La récente crise sanitaire a révélé ces derniers temps les capacités de résilience de l’agriculture africaine, observent les promoteurs de cette initiative. Qui constatent la fermeture des frontières, la baisse du pouvoir d’achat dans les zones urbaines, les fortes perturbations sur le marché international des matières premières, en raison de la crise sanitaire.

Et ce, en considération de la disponibilité de la main-d’œuvre agricole généralement non affectée par le virus et très peu impactée par les restrictions de circulation. Dans ce contexte, la forte demande de produits alimentaires des villes constitue « une formidable incitation à l’augmentation et à l’écoulement des productions locales ».

Dans ces conditions l’agriculture devrait compter, plus que jamais, parmi les principaux leviers de développement du continent. Ainsi, la modernisation de ce secteur, notamment par l’agroécologie, l’agriculture numérique et le social business, doit-elle redevenir une priorité.

Les partenaires se déclarent « conscients que l’Afrique représente un levier de croissance exceptionnel ». Ils entendent prospecter et développer conjointement des chaînes de valeurs répondant précisément aux enjeux africains.

Au cœur de la Grande muraille verte

Une part importante de ces activités incombera aux acteurs locaux, favorisant ainsi les transferts de technologies, l’appropriation des savoir-faire nécessaires à une implantation durable des filières de production agricole et d’élevage.

« L’objectif est de ​participer à la promotion d’une stratégie combinant développement social, environnemental et économique au service de la prospérité́ mais aussi de la préservation de la biodiversité́ et plus généralement de la stabilité́ du continent », précise Karim Ait Talb.
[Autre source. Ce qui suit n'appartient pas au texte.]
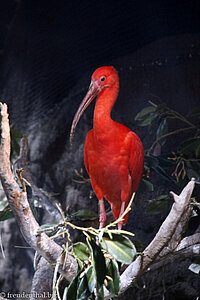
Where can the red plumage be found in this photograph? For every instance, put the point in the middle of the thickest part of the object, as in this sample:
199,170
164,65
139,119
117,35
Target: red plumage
113,154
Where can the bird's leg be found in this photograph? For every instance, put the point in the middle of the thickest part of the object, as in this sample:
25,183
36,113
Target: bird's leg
102,218
121,212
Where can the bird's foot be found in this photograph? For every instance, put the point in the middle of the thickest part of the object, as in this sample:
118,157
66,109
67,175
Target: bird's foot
120,225
102,218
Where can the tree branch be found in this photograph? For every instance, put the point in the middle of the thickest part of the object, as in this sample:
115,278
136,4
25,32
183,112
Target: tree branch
167,244
166,247
19,204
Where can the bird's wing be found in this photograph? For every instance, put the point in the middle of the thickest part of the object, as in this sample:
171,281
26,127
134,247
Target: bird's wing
136,159
87,149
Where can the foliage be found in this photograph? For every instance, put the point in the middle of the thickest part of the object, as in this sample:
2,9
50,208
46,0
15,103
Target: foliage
98,258
178,164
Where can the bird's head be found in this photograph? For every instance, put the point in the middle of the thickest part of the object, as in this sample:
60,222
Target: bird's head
102,78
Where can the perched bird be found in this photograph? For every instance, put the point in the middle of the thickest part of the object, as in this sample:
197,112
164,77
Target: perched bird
113,154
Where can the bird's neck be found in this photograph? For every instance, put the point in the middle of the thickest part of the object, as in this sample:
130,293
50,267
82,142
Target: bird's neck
102,122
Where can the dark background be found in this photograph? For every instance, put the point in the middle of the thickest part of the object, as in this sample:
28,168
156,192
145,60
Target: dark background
48,51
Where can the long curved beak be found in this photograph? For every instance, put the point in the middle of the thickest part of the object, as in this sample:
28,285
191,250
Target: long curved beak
91,94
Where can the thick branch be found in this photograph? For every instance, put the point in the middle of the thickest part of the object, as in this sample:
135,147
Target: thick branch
167,244
20,206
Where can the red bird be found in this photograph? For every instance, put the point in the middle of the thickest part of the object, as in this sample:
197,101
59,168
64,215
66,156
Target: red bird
113,154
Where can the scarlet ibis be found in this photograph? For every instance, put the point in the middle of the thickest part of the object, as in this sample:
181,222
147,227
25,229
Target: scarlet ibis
113,154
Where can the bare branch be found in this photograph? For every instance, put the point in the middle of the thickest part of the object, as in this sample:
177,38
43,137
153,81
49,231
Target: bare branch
19,204
167,244
46,200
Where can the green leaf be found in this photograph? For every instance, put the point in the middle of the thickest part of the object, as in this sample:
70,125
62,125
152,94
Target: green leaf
91,279
162,129
113,272
100,292
147,185
81,251
70,292
161,172
195,268
156,207
151,161
85,214
6,213
190,147
120,247
144,112
98,261
15,139
83,291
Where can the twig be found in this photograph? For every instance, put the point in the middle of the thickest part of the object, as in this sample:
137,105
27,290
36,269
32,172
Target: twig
19,204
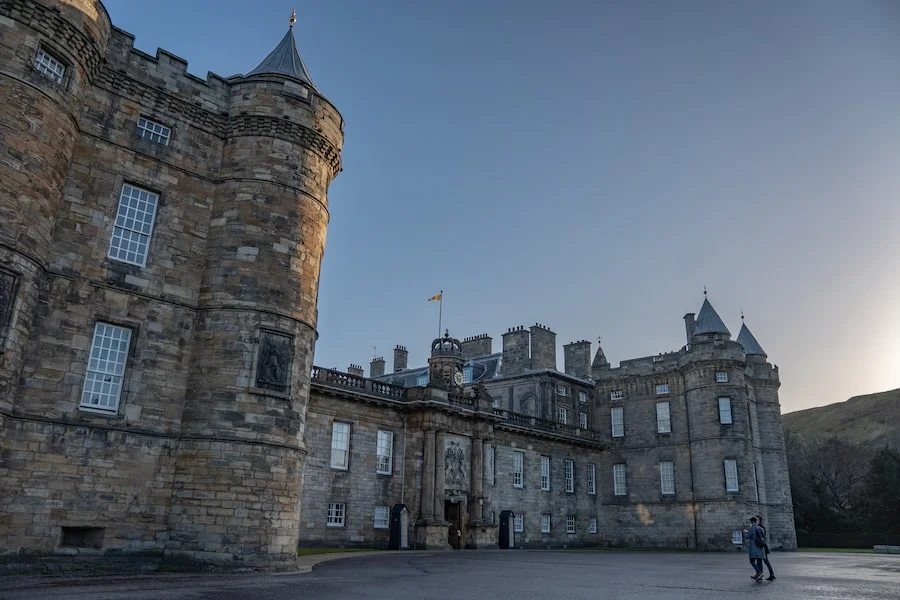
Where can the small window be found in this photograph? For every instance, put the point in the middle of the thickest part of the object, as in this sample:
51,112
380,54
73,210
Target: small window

Lequel est cofondateur de l’initiative et directeur général adjoint du groupe Advens-Géocoton. 

Les partenaires signataires de cette coalition s’engagent spécifiquement à participer à la réalisation des objectifs 2030 de la Grande muraille verte. La bande sahélienne est identifiée comme l’un des centres mondiaux du changement climatique.
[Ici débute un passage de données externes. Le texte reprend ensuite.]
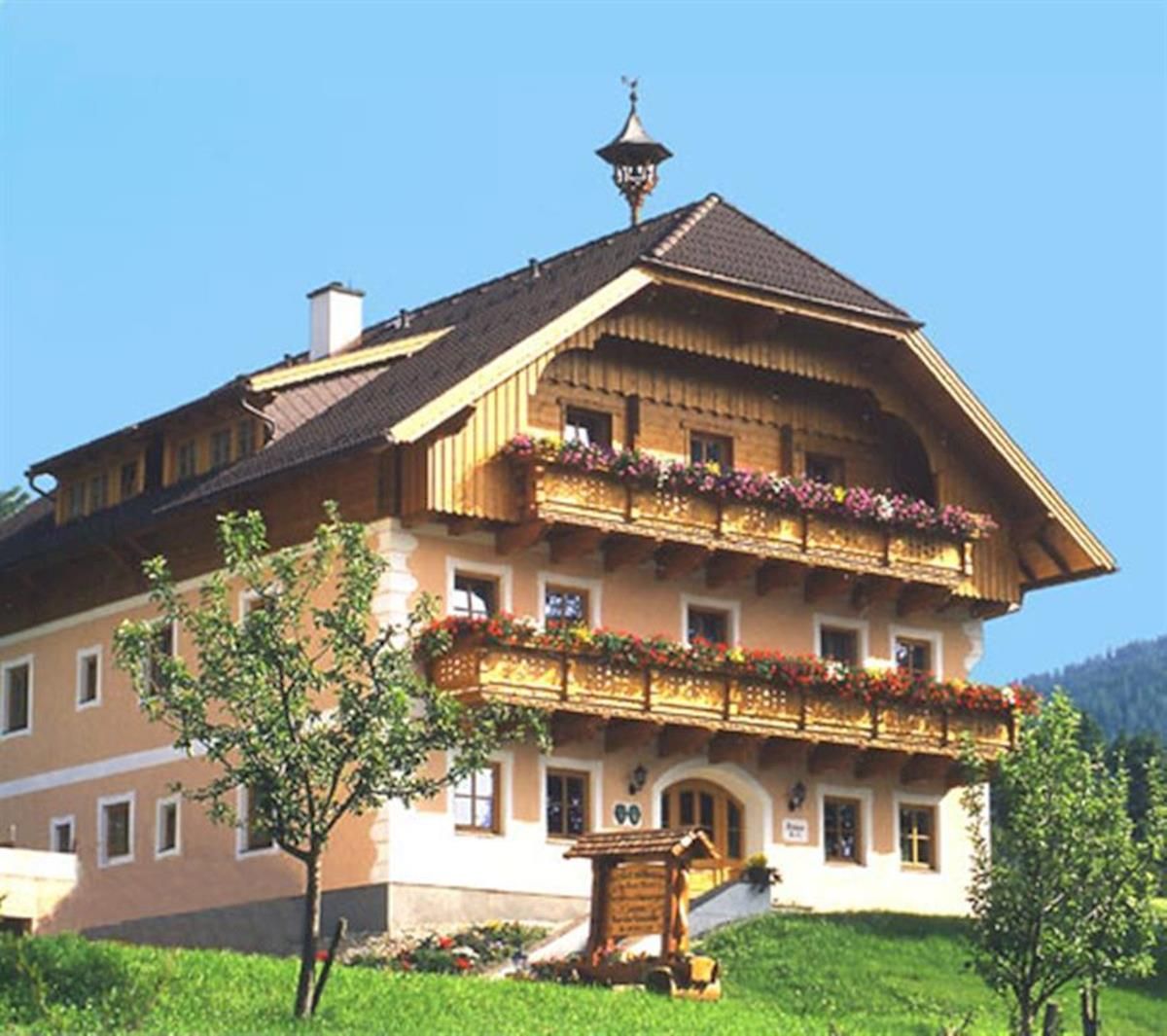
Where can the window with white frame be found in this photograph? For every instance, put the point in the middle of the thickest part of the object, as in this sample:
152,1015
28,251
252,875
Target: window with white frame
62,838
116,830
88,677
166,827
17,697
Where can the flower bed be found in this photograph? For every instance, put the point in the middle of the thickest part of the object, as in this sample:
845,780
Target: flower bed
796,496
876,685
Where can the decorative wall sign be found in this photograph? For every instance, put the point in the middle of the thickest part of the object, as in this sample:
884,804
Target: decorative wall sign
796,830
627,814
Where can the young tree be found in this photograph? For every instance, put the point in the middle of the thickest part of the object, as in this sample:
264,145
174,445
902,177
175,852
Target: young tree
303,702
1061,890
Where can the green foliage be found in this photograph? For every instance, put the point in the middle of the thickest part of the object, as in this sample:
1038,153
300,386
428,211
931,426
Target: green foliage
12,501
1062,890
303,700
1124,690
873,975
67,983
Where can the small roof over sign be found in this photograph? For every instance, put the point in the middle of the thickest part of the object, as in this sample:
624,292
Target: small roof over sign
654,842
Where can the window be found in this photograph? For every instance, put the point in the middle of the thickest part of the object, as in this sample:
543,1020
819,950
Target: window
17,707
187,458
839,645
711,449
567,794
116,830
477,801
565,607
476,596
245,439
88,677
840,830
917,837
587,427
913,656
166,837
98,491
61,835
824,468
221,448
75,504
711,625
128,480
256,836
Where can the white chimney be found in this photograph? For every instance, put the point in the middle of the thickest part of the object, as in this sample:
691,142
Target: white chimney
336,319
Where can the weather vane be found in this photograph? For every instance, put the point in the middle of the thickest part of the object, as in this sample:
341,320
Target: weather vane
634,157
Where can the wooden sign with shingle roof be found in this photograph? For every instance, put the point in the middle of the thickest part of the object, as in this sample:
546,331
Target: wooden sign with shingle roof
640,884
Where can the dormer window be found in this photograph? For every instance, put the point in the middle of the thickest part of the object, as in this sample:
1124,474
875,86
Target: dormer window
221,448
186,461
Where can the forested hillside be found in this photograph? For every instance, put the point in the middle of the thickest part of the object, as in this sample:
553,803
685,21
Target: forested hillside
1124,690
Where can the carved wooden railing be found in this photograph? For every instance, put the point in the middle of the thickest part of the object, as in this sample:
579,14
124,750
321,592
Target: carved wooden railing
557,493
579,682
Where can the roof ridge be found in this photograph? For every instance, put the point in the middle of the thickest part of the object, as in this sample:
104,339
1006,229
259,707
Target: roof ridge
814,258
557,257
699,211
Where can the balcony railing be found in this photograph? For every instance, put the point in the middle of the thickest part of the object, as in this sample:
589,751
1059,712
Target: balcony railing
586,683
555,493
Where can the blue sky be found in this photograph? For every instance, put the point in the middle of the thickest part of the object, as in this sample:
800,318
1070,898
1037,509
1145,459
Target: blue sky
176,176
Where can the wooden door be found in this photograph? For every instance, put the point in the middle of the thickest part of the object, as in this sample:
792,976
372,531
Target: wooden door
721,815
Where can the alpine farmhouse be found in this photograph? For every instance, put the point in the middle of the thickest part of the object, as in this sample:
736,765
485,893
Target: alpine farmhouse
690,431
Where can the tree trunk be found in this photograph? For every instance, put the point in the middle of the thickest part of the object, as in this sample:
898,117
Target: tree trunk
1090,1010
310,938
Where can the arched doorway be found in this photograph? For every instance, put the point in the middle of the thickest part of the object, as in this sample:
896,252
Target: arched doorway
721,815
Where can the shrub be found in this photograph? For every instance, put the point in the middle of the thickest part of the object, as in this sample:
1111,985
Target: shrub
69,983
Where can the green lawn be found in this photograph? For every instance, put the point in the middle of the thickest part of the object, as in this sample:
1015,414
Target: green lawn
867,975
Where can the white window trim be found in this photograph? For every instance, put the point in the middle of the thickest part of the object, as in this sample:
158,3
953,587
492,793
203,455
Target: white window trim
865,797
499,572
103,859
82,655
727,604
922,802
934,637
166,801
594,589
5,667
71,820
242,809
861,625
594,770
505,760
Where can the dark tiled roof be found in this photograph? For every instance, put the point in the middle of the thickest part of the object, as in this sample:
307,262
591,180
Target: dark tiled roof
332,415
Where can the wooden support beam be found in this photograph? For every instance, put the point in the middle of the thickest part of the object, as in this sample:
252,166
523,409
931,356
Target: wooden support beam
916,597
779,575
628,733
627,550
571,727
726,567
878,762
518,537
678,560
680,738
571,543
925,767
462,524
824,757
782,751
732,748
826,583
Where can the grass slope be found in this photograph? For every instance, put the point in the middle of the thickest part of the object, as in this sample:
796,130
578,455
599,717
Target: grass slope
870,975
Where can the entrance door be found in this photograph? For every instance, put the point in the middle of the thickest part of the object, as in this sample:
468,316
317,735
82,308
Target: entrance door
721,815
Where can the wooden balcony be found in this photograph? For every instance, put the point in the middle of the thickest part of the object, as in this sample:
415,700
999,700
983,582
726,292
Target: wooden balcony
555,496
726,706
Dans cette région, il est essentiel d’apporter des réponses aux tensions sur les ressources naturelles pour répondre aux objectifs de développement durable et préserver la biodiversité.

La structuration de chaînes de valeurs agro-élevage encourageant le déploiement des pratiques agro-écologiques. La création d’emplois dignes et durables constituera une réponse importante pour l’adaptation des populations de la région et l’atténuation des effets du changement climatique, notamment en matière de flux migratoires et défis sécuritaires.

De son côté, le CPA (Conseil présidentiel pour l’Afrique), structure qui conseille l’Élysée dans sa politique africaine, « est mobilisé depuis 2018 pour la structuration des chaînes de valeurs agricoles du Sahel », commente Wilfrid Lauriano Do Rego, son coordonnateur.

« Le CPA a réalisé plusieurs missions pour aller à la rencontre des acteurs de terrain afin de travailler sur des solutions concrètes qui ont un impact sur la nutrition, la création d’emplois décents, l’inclusion des populations vulnérables. »

Dans ce contexte, « IAM Africa est une nouvelle voie où s’engagent les entreprises françaises, africaines et internationales prêtes à investir dans des filières agro-écologiques d’avenir » poursuit Wilfrid Lauriano Do Rego. Lequel invite toutes les entreprises qui partagent ces valeurs à signer la charte disponible sur le site internet du CPA.